A text meaning representation (TMR) is a language-neutral description (an interlingua) of the meaning conveyed in a natural language text. It is derived by syntactic, semantic, and pragmatic analysis of the text. Because the TMR is intended to be language neutral, it is also deliberately syntax neutral and avoids using terminology like clause, proposition, tense, etc., which are associated more closely with the syntactic structure of a particular language.
In addition to providing information about the lexical-semantic dependencies in the text, the TMR represents stylistic factors, discourse relations, speaker attitudes, and other pragmatic factors present in the discourse structure.
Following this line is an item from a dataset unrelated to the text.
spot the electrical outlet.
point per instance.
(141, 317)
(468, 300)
In doing so, the TMR captures not only the meaning of individual elements in the text, but also the relations between those elements, and captures both propositional and nonpropositional components of textual meaning.
We have recently begun creating libraries of gold- and bronze-standard TMRs, which are text meaning representations that are automatically generated by the OntoSem analyzer then manually checked and, if needed, corrected by people. Whereas gold standard TMRs include all aspects of semantic and pragmatic analysis (including reference resolution, the interpretation of indirect speech acts, etc.) bronze standard TMRs are limited to lexical disambiguation and the establishment of the semantic dependency structure. Gold- and bronze-standard TMRs can be used as input to knowledge-based reasoning engines and statistical processing, and they can be used for the study of different language phenomena.